The 6 newest interactive trends: how will they affect you?

4. Apple's 3G iPhone and Steve Jobs' health.
On its surface, this seems like a minor story, but one part was prompted by the announcement of the other. Earlier this month, Steve Jobs, the venerable and quite possibly irreplaceable chief executive of Apple, announced the second generation iPhone would be released in mid-July to millions of adoring fans.

At the time, a number of people noticed that he didn't look very healthy. He appeared wan and much thinner than usual. Certainly the slimming black he always wears didn't help, but concerns that he may not be well were aired around the web on blogs and in news reports.

First, the significance of this new device coming on the market: What the next generation of iPhone promises is the American market's first real, practical glimpse at what mobile computing and communicating devices might actually be able to offer. We will get to see what the rest of the world is already experiencing with mobile and why they seem to be so excited about it… and why mobile marketing service providers are always so hyperbolic in their expressions about mobile advertising at all the conferences and meetings. With the new iPhone, the online advertising, digital marketing and emerging media markets might finally see reason to believe that mobile will go from being the equivalent of soccer in the U.S. to, at the very least, college basketball.

As for Jobs' health, this is an important story because he may well be the world's most irreplaceable CEO and the executive whose own brand is inextricably linked with that of his company. No other company confronts that scenario. There are certainly companies that have had highly visible CEOs, but none of them have ever embodied the company they represent more so than Jobs. If he is ill (he battled a rare form of pancreatic cancer four years ago), it could negatively affect the traction Apple has had in the marketplace, where it has revolutionized the consumption of entertainment media (iPod, iTunes) and gotten people like me to convert to a Mac. Gartner reported at the beginning of this year that Apple will double its U.S. and Western Europe unit market share in computers by 2011. Fear that Apple won't be the same without its venerable leader could affect the market more significantly than any other company losing a CEO.

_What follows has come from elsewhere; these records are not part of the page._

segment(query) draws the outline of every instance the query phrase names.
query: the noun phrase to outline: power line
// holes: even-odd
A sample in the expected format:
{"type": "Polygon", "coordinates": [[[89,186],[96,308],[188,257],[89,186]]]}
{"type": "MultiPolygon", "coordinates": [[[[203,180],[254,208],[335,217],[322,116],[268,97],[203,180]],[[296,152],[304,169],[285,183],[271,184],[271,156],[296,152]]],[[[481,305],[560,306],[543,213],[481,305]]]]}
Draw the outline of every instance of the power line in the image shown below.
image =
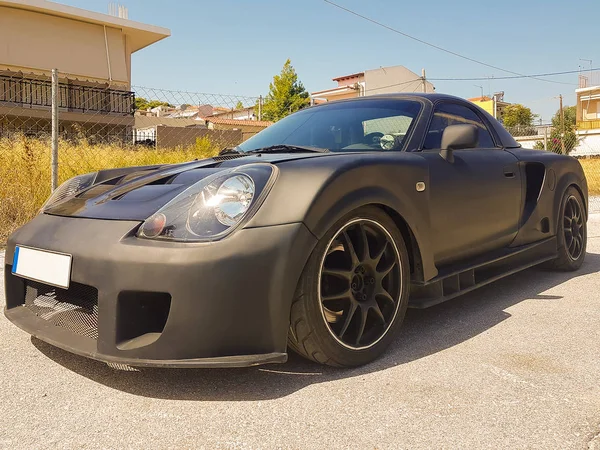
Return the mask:
{"type": "Polygon", "coordinates": [[[413,41],[417,41],[417,42],[419,42],[419,43],[421,43],[421,44],[424,44],[424,45],[427,45],[427,46],[429,46],[429,47],[435,48],[436,50],[440,50],[440,51],[442,51],[442,52],[445,52],[445,53],[448,53],[448,54],[450,54],[450,55],[456,56],[456,57],[458,57],[458,58],[462,58],[462,59],[465,59],[465,60],[467,60],[467,61],[471,61],[471,62],[474,62],[474,63],[476,63],[476,64],[480,64],[480,65],[482,65],[482,66],[490,67],[490,68],[492,68],[492,69],[500,70],[500,71],[502,71],[502,72],[510,73],[510,74],[513,74],[513,75],[518,75],[518,76],[520,76],[520,77],[524,77],[524,78],[532,78],[532,79],[534,79],[534,80],[545,81],[545,82],[547,82],[547,83],[557,83],[557,84],[568,84],[568,85],[572,85],[572,83],[564,83],[564,82],[562,82],[562,81],[554,81],[554,80],[544,80],[543,78],[536,78],[536,77],[534,77],[534,76],[527,76],[527,75],[523,75],[522,73],[514,72],[514,71],[512,71],[512,70],[503,69],[502,67],[494,66],[494,65],[492,65],[492,64],[488,64],[488,63],[485,63],[485,62],[483,62],[483,61],[479,61],[479,60],[477,60],[477,59],[474,59],[474,58],[470,58],[470,57],[468,57],[468,56],[461,55],[460,53],[456,53],[456,52],[454,52],[454,51],[452,51],[452,50],[448,50],[448,49],[445,49],[445,48],[443,48],[443,47],[440,47],[439,45],[435,45],[435,44],[432,44],[432,43],[430,43],[430,42],[424,41],[423,39],[419,39],[419,38],[417,38],[417,37],[411,36],[411,35],[410,35],[410,34],[408,34],[408,33],[404,33],[403,31],[397,30],[397,29],[395,29],[395,28],[392,28],[392,27],[390,27],[390,26],[388,26],[388,25],[385,25],[385,24],[383,24],[383,23],[381,23],[381,22],[378,22],[378,21],[376,21],[376,20],[374,20],[374,19],[371,19],[371,18],[369,18],[369,17],[363,16],[362,14],[359,14],[359,13],[357,13],[357,12],[355,12],[355,11],[352,11],[351,9],[348,9],[348,8],[345,8],[345,7],[341,6],[341,5],[338,5],[337,3],[334,3],[334,2],[332,2],[331,0],[323,0],[323,1],[324,1],[325,3],[329,3],[329,4],[330,4],[330,5],[332,5],[332,6],[335,6],[336,8],[339,8],[339,9],[341,9],[341,10],[343,10],[343,11],[346,11],[346,12],[348,12],[348,13],[350,13],[350,14],[352,14],[352,15],[356,16],[356,17],[360,17],[361,19],[364,19],[364,20],[366,20],[366,21],[368,21],[368,22],[374,23],[375,25],[378,25],[378,26],[380,26],[380,27],[383,27],[383,28],[385,28],[385,29],[387,29],[387,30],[389,30],[389,31],[392,31],[392,32],[394,32],[394,33],[397,33],[397,34],[400,34],[400,35],[402,35],[402,36],[404,36],[404,37],[407,37],[407,38],[409,38],[409,39],[412,39],[413,41]]]}
{"type": "MultiPolygon", "coordinates": [[[[600,69],[588,69],[588,70],[600,70],[600,69]]],[[[573,73],[580,73],[581,70],[567,70],[564,72],[549,72],[549,73],[537,73],[535,75],[514,75],[514,76],[505,76],[505,77],[494,77],[494,80],[515,80],[518,78],[536,78],[537,77],[552,77],[557,75],[568,75],[573,73]]],[[[480,81],[480,80],[488,80],[489,77],[473,77],[473,78],[428,78],[431,81],[480,81]]],[[[543,80],[543,81],[551,81],[551,80],[543,80]]],[[[556,81],[555,81],[556,83],[556,81]]],[[[570,84],[570,83],[567,83],[570,84]]]]}
{"type": "MultiPolygon", "coordinates": [[[[590,70],[590,69],[588,69],[590,70]]],[[[598,70],[600,71],[600,68],[598,69],[591,69],[592,71],[594,70],[598,70]]],[[[534,75],[514,75],[514,76],[506,76],[506,77],[494,77],[494,80],[517,80],[517,79],[523,79],[523,78],[537,78],[537,77],[552,77],[552,76],[556,76],[556,75],[567,75],[567,74],[573,74],[573,73],[579,73],[579,70],[567,70],[565,72],[549,72],[549,73],[537,73],[534,75]]],[[[414,83],[416,81],[422,81],[423,78],[418,77],[418,78],[413,78],[412,80],[408,80],[408,81],[403,81],[402,83],[395,83],[395,84],[388,84],[387,86],[380,86],[377,88],[373,88],[373,89],[367,89],[365,92],[369,92],[369,91],[377,91],[377,90],[381,90],[381,89],[385,89],[385,88],[390,88],[390,87],[395,87],[395,86],[402,86],[405,84],[409,84],[409,83],[414,83]]],[[[427,78],[427,81],[482,81],[482,80],[489,80],[489,77],[473,77],[473,78],[427,78]]],[[[480,87],[480,86],[477,86],[480,87]]]]}

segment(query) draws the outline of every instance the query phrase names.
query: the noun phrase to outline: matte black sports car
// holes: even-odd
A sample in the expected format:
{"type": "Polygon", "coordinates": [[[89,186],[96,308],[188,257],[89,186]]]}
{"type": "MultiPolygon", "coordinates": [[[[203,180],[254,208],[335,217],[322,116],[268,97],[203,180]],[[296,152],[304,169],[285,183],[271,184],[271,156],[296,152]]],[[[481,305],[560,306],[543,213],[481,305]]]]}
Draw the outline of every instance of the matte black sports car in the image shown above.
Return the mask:
{"type": "MultiPolygon", "coordinates": [[[[407,307],[585,258],[577,160],[439,94],[327,103],[220,156],[57,189],[6,251],[6,316],[131,366],[376,358],[407,307]]],[[[482,300],[483,301],[483,300],[482,300]]]]}

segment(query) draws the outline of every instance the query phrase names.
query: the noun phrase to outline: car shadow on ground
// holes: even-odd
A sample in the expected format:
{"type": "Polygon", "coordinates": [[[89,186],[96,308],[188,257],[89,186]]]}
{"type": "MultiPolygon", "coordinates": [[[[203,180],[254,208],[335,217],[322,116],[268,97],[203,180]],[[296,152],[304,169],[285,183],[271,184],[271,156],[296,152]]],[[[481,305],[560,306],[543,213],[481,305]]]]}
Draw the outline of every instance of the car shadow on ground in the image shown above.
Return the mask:
{"type": "Polygon", "coordinates": [[[406,364],[445,350],[508,319],[511,306],[523,301],[560,302],[543,294],[570,279],[600,271],[600,255],[588,253],[577,272],[533,268],[425,310],[409,310],[395,341],[375,362],[354,369],[317,365],[290,353],[282,365],[244,369],[142,369],[123,372],[32,338],[45,356],[67,369],[113,389],[134,395],[191,401],[269,400],[314,383],[359,377],[406,364]]]}

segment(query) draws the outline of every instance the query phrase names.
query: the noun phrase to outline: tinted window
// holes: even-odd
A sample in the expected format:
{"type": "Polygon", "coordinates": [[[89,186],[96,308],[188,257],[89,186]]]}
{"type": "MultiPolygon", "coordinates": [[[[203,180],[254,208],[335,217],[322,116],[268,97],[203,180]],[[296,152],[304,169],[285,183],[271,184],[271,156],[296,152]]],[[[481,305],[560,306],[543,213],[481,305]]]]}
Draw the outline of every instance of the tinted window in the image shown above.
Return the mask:
{"type": "Polygon", "coordinates": [[[479,147],[496,145],[481,118],[470,108],[455,103],[442,103],[435,107],[429,131],[425,136],[424,150],[438,149],[442,145],[442,133],[448,125],[470,124],[479,129],[479,147]]]}
{"type": "Polygon", "coordinates": [[[411,100],[332,102],[292,114],[238,149],[287,144],[340,152],[400,150],[420,110],[421,104],[411,100]],[[380,142],[383,136],[386,145],[380,142]]]}

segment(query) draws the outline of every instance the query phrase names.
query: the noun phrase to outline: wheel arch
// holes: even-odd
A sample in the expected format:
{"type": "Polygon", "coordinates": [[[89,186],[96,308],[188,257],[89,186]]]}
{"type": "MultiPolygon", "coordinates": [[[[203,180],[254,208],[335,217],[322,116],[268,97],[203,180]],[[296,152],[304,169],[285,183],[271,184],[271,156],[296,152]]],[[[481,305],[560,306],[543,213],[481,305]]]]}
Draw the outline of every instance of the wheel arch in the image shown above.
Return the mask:
{"type": "Polygon", "coordinates": [[[340,218],[363,206],[374,206],[392,219],[409,253],[411,278],[422,282],[437,275],[428,247],[428,211],[418,207],[416,198],[399,197],[383,187],[362,187],[346,193],[327,208],[310,211],[307,226],[321,238],[340,218]]]}
{"type": "Polygon", "coordinates": [[[419,248],[419,243],[417,242],[410,225],[406,222],[404,217],[393,208],[377,203],[373,204],[373,206],[382,209],[394,221],[396,228],[398,228],[398,231],[400,231],[400,234],[402,234],[402,237],[404,238],[404,244],[408,250],[411,278],[423,281],[423,259],[421,257],[421,249],[419,248]]]}
{"type": "MultiPolygon", "coordinates": [[[[566,173],[565,175],[563,175],[561,177],[561,179],[558,181],[556,189],[555,189],[555,195],[554,195],[554,204],[553,204],[553,216],[558,218],[560,215],[560,207],[563,201],[563,197],[565,195],[565,192],[567,192],[567,190],[573,187],[575,188],[575,190],[577,190],[577,192],[579,192],[579,195],[581,195],[581,199],[583,200],[583,211],[587,220],[588,217],[588,197],[587,197],[587,186],[582,186],[579,179],[577,178],[577,176],[572,173],[566,173]]],[[[554,232],[557,233],[558,232],[558,222],[556,222],[554,227],[554,232]]]]}

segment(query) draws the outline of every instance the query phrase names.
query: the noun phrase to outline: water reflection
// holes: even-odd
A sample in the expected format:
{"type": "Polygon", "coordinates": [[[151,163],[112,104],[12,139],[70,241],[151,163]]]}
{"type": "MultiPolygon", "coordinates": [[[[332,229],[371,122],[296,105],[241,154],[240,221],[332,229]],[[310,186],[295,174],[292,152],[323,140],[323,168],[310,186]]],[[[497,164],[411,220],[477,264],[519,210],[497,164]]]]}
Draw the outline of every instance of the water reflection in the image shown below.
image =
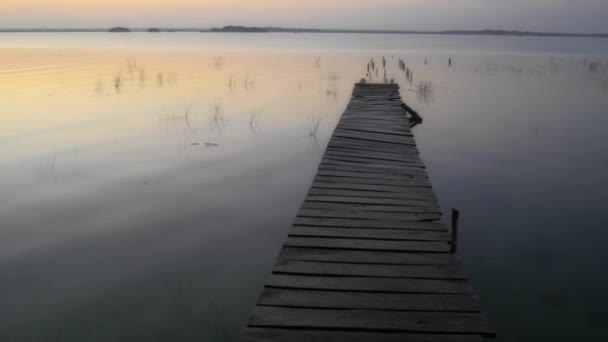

5. Marketing and agency executives going publisher-side. 
Funny how a senior-level person leaving a company makes news for one day and then fades away. Sometimes, if the executive is senior enough, it might make for trade fodder for more than a couple of days.

This year, however, there have been several important departures of senior people, particularly from advertising agencies, that likely herald a much more serious trend.

You've had Sean Finnegan, who was chief executive at OMG Digital for six months and held very senior positions with the company for years prior, take the CMO role at Vibrant. Mark Kingdon, who was CEO of Organic since 2001, joined Linden Labs -- the Second Life company -- in April as CEO. Troy Young, former EVP and chief experience architect at Organic left to be CMO at VideoEgg. Dan Goodman, former chief digital officer at Ogilvy, went to helm Media Rights Capitol, an independent studio that produces and distributes content across all media platforms: film, television, internet, mobile and broadband. And let's not forget David Verklin, erstwhile CEO of Carat North America, who left to head up Canoe Ventures, a company looking to develop a single national platform for the cable industry to sell new and enhanced forms of advertising. And these are just the high profile defections.